Breast reconstruction post mastectomy is very important sector of reconstructive plastic surgery.
There are several ways to reconstruct a new breast. One of those is the latissimus dorsi flap reconstruction. The surgery can be done immediate, after the mastectomy where the plastic surgeon takes over from the breast surgeon, or delayed, months or years after the mastectomy, when the wound has healed and patient has completed all other therapies such as chemotherapy and radiotherapy.

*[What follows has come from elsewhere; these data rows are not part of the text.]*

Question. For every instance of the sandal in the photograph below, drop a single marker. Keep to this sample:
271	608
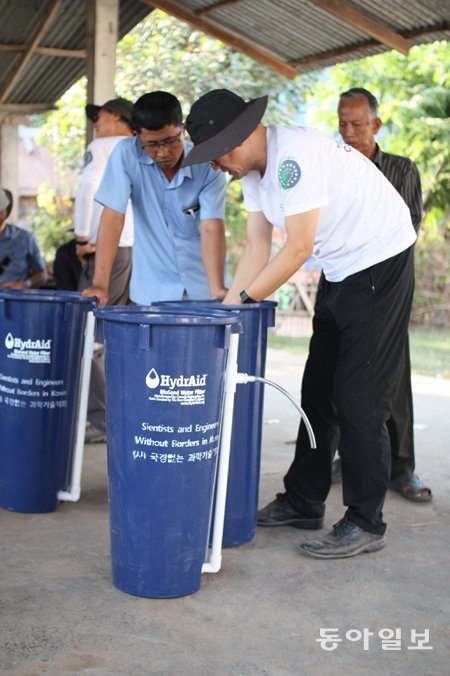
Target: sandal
410	487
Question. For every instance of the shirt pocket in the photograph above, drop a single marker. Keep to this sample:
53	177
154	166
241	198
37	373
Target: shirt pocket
190	228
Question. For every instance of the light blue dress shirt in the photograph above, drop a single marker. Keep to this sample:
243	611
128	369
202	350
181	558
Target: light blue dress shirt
167	261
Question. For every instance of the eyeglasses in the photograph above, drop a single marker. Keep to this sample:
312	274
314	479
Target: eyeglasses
166	143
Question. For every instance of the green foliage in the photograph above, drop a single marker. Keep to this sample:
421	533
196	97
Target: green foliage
52	221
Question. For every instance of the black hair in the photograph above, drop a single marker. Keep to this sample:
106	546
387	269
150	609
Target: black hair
155	110
354	92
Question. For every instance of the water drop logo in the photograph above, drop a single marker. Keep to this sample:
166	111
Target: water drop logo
152	379
289	174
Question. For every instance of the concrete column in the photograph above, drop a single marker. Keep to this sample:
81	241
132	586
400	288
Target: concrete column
101	41
9	153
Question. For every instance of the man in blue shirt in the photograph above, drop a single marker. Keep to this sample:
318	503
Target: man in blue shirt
21	263
179	247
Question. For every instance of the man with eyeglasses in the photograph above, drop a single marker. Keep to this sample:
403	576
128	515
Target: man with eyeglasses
179	249
21	263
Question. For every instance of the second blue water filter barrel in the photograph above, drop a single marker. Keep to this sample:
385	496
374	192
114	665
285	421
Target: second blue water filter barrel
164	398
41	345
245	459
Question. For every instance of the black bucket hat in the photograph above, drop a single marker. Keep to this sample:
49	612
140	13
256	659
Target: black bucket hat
218	122
6	201
121	106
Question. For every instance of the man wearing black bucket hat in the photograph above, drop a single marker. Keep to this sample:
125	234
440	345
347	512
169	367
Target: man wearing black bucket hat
338	209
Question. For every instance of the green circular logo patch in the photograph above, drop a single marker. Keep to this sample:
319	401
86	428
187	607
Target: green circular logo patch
289	174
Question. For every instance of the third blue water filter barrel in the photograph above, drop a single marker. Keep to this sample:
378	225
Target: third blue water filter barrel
41	344
245	459
164	397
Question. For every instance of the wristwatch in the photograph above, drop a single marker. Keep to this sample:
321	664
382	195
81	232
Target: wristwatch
245	298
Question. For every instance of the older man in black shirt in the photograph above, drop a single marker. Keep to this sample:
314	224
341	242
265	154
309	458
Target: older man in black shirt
358	124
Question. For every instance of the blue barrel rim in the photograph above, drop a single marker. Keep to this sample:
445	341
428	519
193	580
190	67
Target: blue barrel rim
262	305
166	318
45	295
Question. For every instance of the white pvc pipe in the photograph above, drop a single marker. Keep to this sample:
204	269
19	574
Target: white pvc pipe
244	378
214	562
72	494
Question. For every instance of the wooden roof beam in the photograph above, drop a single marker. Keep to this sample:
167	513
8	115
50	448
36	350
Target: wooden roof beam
217	5
48	20
345	12
225	35
46	51
26	108
367	44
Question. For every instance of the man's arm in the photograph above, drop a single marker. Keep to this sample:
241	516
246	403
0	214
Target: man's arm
301	232
411	191
212	233
255	256
111	226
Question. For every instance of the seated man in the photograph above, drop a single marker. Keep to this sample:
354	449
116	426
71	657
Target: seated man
21	263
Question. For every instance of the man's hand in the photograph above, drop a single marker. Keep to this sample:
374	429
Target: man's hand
232	298
82	250
219	293
99	292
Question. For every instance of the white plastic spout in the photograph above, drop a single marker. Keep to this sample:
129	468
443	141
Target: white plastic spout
214	562
72	494
243	378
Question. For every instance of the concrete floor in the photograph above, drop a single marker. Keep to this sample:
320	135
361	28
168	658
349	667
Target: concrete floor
261	614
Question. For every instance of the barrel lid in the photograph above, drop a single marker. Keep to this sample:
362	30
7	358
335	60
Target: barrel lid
47	295
172	317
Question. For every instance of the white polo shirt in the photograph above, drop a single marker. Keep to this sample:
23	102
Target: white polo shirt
362	221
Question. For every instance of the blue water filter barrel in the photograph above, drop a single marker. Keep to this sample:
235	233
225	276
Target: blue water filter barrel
41	346
164	398
245	456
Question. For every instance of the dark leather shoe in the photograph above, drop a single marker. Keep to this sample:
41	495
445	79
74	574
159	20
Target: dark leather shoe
346	539
281	513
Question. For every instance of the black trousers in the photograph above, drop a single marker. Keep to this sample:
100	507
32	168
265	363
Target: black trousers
401	423
118	294
359	333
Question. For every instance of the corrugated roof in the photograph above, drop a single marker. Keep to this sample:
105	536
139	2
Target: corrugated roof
289	35
48	75
302	35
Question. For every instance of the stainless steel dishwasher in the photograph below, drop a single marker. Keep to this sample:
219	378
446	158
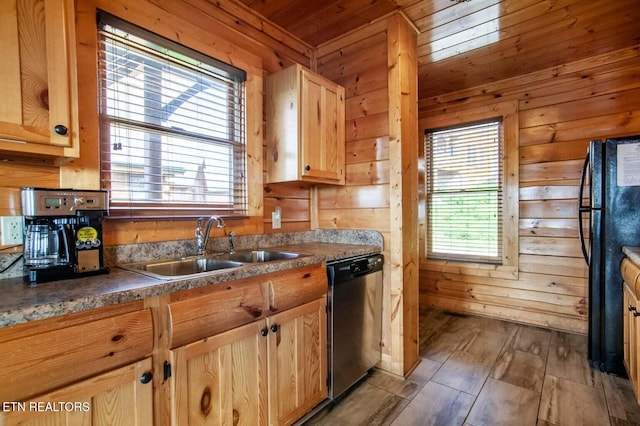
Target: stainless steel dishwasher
354	320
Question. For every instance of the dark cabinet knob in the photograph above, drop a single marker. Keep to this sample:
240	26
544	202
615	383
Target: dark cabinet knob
146	377
61	130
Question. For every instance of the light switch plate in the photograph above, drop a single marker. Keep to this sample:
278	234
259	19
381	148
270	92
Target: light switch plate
276	218
11	227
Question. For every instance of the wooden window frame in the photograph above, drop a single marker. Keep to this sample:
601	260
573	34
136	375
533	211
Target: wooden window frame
508	269
238	208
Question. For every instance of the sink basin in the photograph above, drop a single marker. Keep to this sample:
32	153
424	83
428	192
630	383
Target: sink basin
190	266
254	256
183	267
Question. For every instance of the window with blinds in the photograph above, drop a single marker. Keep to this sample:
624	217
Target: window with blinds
464	192
172	127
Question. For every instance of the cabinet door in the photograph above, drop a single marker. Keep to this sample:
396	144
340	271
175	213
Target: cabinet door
297	361
222	379
37	76
322	129
123	396
631	338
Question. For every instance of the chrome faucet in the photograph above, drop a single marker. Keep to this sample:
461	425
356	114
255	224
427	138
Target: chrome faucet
232	244
203	236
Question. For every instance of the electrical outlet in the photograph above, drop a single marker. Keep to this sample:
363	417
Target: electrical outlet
11	227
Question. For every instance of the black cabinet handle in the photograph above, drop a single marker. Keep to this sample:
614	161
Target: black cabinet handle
146	377
61	130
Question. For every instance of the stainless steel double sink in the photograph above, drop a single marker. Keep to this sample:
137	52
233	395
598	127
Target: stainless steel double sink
191	266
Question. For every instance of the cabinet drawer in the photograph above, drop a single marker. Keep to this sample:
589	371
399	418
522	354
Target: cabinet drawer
207	311
42	362
307	284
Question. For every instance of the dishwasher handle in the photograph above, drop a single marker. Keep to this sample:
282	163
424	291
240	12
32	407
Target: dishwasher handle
342	271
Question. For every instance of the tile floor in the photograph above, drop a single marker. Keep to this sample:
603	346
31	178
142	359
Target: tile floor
479	371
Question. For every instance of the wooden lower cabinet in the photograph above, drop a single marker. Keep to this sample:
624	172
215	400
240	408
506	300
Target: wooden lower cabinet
87	368
123	396
631	338
631	324
271	371
297	361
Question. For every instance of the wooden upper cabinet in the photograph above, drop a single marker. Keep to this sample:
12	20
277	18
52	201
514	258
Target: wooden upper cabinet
305	128
38	112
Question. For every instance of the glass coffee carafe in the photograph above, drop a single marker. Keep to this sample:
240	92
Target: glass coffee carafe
46	245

In this type of reconstruction the new breast is created using the patient’s own tissue. Latissimus dorsi is a long and thin back muscle, which is sacrificed in order to achieve reconstruction. Loosing this muscle doesn’t create any functional or anatomical problems to the patient. There are several other back muscles that take over when the latissimus dorsi is removed.
During surgery the muscle and a skin paddle is dissected, lifted and transferred through a small tunnel in the axilla towards the mastectomy and used to cover an expander or a special designed silicone implant. The choice between expander and implant depends on the mastectomy skin condition, the presence of radiotherapy injury and the shape and size of the contralateral breast.
This procedure is done under general anesthesia and the patient is required to stay a day or two in hospital.
When reconstruction is done only to one breast, additional surgeries may be required to the other one, in order to achieve symmetry. These are breast augmentation, breast lift or reduction.